A Björk de 2015 é alguém que tem um canto só seu. Percebe-se ouvindo algumas das baladas mais afectuosas deste disco – como a canção inicial Stone milket ou Atom dance, que conta com a prestação vocal de Antony – que lhe seria relativamente fácil compor temas de maior apelo popular, mas nitidamente isso já não a satisfaz hoje em dia.

As circunstâncias da edição do novo álbum, dois meses antes do previsto, são conhecidas.
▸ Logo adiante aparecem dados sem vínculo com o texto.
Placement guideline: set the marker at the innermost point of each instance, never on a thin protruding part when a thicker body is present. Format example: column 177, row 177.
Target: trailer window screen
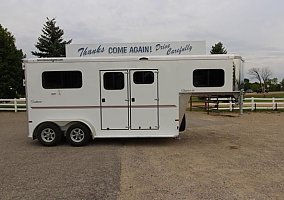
column 143, row 77
column 113, row 80
column 61, row 79
column 208, row 77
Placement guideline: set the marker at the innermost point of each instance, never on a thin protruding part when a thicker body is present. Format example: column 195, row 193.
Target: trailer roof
column 135, row 58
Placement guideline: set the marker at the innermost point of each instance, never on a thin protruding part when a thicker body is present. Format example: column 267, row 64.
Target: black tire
column 78, row 134
column 183, row 124
column 49, row 134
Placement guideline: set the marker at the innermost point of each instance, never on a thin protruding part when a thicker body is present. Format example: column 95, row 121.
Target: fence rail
column 250, row 104
column 13, row 104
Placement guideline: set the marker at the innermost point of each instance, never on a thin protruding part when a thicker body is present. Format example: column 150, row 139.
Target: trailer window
column 208, row 77
column 143, row 77
column 61, row 79
column 113, row 80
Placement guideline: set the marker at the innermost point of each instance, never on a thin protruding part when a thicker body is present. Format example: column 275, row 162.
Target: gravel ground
column 220, row 156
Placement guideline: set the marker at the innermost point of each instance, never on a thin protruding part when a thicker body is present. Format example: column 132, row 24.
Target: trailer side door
column 114, row 100
column 144, row 99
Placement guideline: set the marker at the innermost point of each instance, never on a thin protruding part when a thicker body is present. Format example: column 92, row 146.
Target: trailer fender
column 64, row 124
column 85, row 122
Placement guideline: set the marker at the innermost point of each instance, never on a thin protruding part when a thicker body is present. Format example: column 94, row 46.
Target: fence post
column 15, row 105
column 231, row 105
column 252, row 103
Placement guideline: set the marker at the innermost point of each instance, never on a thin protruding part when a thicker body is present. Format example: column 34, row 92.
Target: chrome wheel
column 77, row 135
column 48, row 135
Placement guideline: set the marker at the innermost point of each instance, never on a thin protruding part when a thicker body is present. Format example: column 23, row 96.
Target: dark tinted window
column 113, row 80
column 61, row 79
column 143, row 77
column 208, row 77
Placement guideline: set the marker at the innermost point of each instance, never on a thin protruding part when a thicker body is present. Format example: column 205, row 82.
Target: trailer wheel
column 49, row 134
column 183, row 124
column 78, row 134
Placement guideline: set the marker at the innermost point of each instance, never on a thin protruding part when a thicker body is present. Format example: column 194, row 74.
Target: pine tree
column 51, row 43
column 11, row 73
column 218, row 49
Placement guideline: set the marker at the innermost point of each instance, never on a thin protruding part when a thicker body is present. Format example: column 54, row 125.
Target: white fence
column 250, row 104
column 13, row 104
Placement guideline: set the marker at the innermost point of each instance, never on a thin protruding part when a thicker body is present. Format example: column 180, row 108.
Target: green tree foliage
column 51, row 43
column 218, row 49
column 11, row 73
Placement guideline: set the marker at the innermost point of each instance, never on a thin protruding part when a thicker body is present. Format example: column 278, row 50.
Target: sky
column 251, row 28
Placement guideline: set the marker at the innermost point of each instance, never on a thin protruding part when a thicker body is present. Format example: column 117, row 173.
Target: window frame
column 61, row 84
column 143, row 82
column 114, row 81
column 212, row 80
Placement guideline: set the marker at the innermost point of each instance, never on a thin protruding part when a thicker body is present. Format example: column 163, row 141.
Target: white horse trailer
column 87, row 98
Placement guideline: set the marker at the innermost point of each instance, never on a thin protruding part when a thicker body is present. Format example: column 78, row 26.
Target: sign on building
column 136, row 49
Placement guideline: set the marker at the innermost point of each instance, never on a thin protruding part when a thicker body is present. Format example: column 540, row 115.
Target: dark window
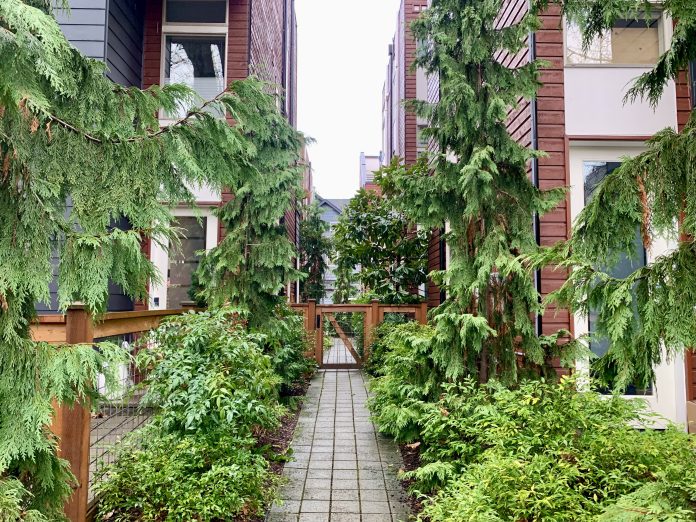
column 196, row 11
column 594, row 173
column 196, row 61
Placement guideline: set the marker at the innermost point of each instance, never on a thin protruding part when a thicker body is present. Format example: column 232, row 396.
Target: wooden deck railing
column 72, row 424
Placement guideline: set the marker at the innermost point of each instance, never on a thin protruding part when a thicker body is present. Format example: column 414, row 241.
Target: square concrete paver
column 344, row 471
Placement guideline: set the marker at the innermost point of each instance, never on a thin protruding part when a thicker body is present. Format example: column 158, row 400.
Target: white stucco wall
column 669, row 392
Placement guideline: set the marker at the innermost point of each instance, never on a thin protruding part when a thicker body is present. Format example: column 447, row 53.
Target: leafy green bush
column 548, row 452
column 409, row 380
column 13, row 501
column 207, row 372
column 206, row 476
column 216, row 388
column 380, row 345
column 286, row 342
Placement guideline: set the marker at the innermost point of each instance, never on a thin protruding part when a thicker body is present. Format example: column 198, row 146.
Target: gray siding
column 124, row 49
column 85, row 26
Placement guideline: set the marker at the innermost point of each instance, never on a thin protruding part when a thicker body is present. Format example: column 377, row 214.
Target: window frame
column 664, row 33
column 191, row 29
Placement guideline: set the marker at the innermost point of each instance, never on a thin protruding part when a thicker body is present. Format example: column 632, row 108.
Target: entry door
column 342, row 337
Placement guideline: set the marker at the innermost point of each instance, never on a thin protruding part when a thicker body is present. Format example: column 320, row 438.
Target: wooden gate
column 343, row 333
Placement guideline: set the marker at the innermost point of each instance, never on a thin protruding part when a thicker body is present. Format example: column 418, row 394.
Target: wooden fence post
column 312, row 328
column 72, row 423
column 423, row 313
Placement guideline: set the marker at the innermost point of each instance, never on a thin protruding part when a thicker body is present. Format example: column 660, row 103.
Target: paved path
column 343, row 470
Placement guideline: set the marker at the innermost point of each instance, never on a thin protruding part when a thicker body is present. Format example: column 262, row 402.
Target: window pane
column 183, row 261
column 630, row 42
column 196, row 61
column 594, row 173
column 196, row 11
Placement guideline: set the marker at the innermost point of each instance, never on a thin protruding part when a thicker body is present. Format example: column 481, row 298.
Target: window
column 594, row 172
column 183, row 261
column 196, row 61
column 194, row 48
column 629, row 42
column 196, row 11
column 692, row 74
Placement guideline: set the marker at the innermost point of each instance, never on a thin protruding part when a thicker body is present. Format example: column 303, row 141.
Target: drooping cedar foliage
column 651, row 313
column 78, row 153
column 477, row 184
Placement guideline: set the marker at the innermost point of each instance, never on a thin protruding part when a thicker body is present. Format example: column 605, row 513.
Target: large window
column 194, row 47
column 184, row 260
column 594, row 172
column 629, row 42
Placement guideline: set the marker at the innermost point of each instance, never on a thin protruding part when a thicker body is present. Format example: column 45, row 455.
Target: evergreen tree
column 478, row 184
column 315, row 249
column 651, row 313
column 69, row 135
column 378, row 239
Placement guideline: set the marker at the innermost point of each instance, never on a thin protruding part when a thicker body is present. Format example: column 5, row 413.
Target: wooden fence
column 72, row 424
column 374, row 315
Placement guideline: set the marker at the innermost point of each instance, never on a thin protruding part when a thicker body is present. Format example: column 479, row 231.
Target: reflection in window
column 196, row 61
column 594, row 173
column 184, row 260
column 196, row 11
column 629, row 42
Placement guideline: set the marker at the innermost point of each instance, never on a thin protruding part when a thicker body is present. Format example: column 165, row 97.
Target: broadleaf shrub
column 217, row 390
column 538, row 451
column 203, row 476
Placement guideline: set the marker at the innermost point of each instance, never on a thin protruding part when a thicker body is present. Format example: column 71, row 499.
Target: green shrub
column 548, row 452
column 380, row 345
column 205, row 477
column 216, row 391
column 286, row 342
column 14, row 499
column 206, row 372
column 409, row 380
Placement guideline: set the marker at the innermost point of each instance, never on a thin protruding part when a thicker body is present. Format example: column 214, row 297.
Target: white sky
column 342, row 62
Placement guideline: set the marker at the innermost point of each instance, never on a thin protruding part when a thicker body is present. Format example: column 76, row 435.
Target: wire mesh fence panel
column 118, row 414
column 344, row 339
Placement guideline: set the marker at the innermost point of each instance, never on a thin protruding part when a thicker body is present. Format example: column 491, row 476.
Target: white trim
column 669, row 392
column 665, row 32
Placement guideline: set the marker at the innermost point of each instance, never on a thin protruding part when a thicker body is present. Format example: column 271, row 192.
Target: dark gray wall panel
column 124, row 50
column 85, row 26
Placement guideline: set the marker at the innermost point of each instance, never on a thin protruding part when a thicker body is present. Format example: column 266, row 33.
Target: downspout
column 535, row 178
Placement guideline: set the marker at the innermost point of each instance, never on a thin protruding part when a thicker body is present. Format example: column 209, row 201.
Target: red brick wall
column 553, row 171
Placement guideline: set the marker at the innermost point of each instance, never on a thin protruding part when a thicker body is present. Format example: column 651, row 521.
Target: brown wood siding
column 238, row 53
column 553, row 171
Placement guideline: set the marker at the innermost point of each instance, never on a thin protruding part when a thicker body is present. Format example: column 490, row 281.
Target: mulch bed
column 280, row 439
column 410, row 454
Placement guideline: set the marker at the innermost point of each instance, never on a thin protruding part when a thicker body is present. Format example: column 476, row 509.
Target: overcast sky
column 342, row 62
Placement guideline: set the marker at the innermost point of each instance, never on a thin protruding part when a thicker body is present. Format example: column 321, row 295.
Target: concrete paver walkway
column 343, row 470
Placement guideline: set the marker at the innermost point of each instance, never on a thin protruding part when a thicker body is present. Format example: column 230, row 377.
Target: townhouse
column 205, row 44
column 580, row 119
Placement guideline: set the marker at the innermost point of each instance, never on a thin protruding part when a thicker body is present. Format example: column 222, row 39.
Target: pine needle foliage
column 478, row 184
column 77, row 154
column 376, row 238
column 255, row 260
column 315, row 249
column 649, row 315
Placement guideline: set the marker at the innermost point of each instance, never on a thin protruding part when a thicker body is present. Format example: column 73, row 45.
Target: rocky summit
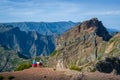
column 84, row 45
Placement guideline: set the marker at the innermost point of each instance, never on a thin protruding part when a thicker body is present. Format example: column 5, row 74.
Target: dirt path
column 61, row 74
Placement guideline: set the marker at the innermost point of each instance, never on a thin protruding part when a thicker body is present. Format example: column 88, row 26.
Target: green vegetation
column 73, row 67
column 53, row 53
column 23, row 66
column 11, row 77
column 1, row 77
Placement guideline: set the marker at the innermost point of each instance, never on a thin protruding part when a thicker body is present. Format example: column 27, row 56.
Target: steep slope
column 113, row 46
column 45, row 28
column 9, row 59
column 29, row 44
column 81, row 45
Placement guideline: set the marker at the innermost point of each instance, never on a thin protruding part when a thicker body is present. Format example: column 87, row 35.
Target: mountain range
column 84, row 45
column 68, row 43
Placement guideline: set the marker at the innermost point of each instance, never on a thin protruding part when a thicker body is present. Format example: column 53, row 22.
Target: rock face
column 9, row 59
column 83, row 44
column 28, row 44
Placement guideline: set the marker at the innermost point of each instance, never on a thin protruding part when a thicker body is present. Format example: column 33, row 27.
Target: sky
column 108, row 11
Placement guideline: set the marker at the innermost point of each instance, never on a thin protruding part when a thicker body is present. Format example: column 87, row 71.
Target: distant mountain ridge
column 84, row 45
column 45, row 28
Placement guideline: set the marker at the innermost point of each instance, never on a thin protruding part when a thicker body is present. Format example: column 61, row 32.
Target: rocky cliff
column 28, row 44
column 84, row 44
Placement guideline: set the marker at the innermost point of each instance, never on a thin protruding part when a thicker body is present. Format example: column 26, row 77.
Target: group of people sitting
column 37, row 64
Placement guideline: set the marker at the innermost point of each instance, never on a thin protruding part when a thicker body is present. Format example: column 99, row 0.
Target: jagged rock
column 89, row 40
column 29, row 44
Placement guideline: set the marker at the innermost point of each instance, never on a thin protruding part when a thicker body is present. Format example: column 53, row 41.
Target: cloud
column 112, row 12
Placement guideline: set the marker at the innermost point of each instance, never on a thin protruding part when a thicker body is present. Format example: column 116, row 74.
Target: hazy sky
column 108, row 11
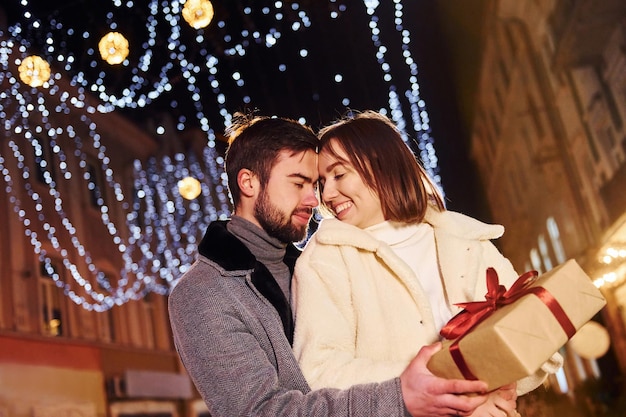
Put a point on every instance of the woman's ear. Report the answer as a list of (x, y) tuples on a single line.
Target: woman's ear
[(248, 183)]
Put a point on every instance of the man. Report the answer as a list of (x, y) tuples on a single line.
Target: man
[(230, 314)]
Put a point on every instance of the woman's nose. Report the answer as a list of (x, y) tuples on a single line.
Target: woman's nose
[(328, 192)]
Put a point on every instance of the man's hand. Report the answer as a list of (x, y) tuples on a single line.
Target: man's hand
[(500, 403), (426, 395)]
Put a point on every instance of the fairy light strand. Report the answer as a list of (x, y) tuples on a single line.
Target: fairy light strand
[(157, 235)]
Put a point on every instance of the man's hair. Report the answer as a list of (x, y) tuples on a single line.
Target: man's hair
[(255, 143), (375, 148)]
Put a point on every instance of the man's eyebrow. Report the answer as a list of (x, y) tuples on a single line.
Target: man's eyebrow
[(303, 177)]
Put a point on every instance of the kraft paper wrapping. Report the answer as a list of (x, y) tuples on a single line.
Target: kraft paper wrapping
[(516, 339)]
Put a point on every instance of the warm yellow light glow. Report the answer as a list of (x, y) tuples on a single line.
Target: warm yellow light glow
[(189, 188), (113, 48), (34, 71), (198, 13)]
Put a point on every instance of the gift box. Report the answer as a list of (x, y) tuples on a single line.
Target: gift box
[(514, 332)]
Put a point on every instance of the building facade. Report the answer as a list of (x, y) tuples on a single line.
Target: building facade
[(80, 334), (550, 144)]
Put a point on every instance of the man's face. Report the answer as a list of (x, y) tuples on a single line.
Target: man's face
[(284, 206)]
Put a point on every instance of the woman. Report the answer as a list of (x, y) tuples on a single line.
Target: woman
[(380, 279)]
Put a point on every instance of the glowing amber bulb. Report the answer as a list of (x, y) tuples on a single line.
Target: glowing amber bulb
[(198, 13), (34, 71), (189, 188), (113, 48)]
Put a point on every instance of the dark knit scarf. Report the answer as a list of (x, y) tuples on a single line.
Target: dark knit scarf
[(238, 245)]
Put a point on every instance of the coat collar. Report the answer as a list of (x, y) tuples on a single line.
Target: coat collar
[(223, 248)]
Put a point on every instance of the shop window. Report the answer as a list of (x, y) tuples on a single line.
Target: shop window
[(52, 298), (43, 166), (95, 184)]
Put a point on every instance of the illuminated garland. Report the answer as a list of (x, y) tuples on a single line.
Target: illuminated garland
[(158, 238)]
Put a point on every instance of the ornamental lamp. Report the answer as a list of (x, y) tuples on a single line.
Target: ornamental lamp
[(113, 48), (198, 13), (189, 188), (34, 71)]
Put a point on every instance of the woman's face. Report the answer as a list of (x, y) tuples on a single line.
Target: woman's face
[(345, 192)]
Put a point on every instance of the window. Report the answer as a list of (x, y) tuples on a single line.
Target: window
[(555, 239), (545, 254), (43, 166), (52, 298), (535, 260), (95, 184)]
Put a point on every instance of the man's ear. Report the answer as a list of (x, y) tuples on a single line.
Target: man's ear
[(248, 182)]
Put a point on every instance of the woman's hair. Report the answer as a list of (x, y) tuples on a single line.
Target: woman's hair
[(375, 148), (255, 143)]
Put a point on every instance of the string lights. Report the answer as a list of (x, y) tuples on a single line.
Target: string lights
[(177, 194)]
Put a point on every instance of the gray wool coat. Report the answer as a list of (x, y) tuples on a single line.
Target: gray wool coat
[(232, 328)]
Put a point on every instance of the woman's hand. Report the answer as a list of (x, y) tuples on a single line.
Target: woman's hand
[(500, 403)]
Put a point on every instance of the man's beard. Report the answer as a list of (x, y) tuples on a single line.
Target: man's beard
[(276, 223)]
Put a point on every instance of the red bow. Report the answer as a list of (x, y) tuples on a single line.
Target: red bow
[(497, 296)]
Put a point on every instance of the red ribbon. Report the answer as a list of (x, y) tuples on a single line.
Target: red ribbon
[(474, 312)]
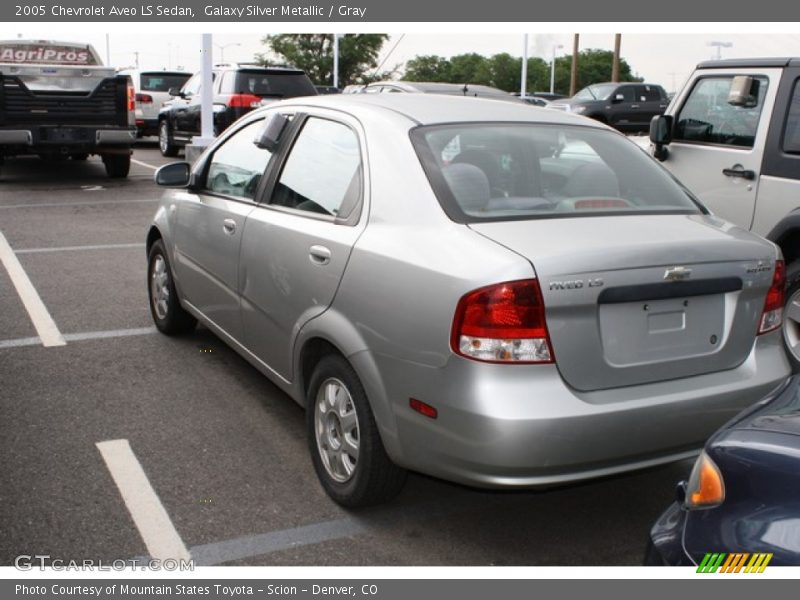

Há duas semanas ficámos a saber que pretendia lançar o álbum em Março para coincidir com os seus 50 anos de idade e com a retrospectiva de que irá ser alvo no Museu de Arte Contemporânea de Nova Iorque (MoMA). O facto de o disco ter ido parar ilegalmente à Internet fê-la mudar de ideias e aí está o nono álbum de originais, para já apenas em edição digital – o CD ou o vinil só em Março.

Nas primeiras declarações acerca do álbum, efectuadas através das redes sociais, não existiu nenhum comentário ao sucedido.

Faz sentido. Ela deseja que a forma como o álbum foi lançado não acabe por gerar mais interesse do que a obra em si, como tem sido norma nos últimos anos com muitos músicos de nomeada. Não tem que se preocupar, porque Vulnicura é magnífico, feito de ambientes serenos, quase solenes, e uma arquitectura ambiental onde as orquestrações sobressaem por entre climas digitais metalizados.

É obra revigorante, de climas futuristas, mas profundamente humana, sem concessões ao imediatismo. Magnífico.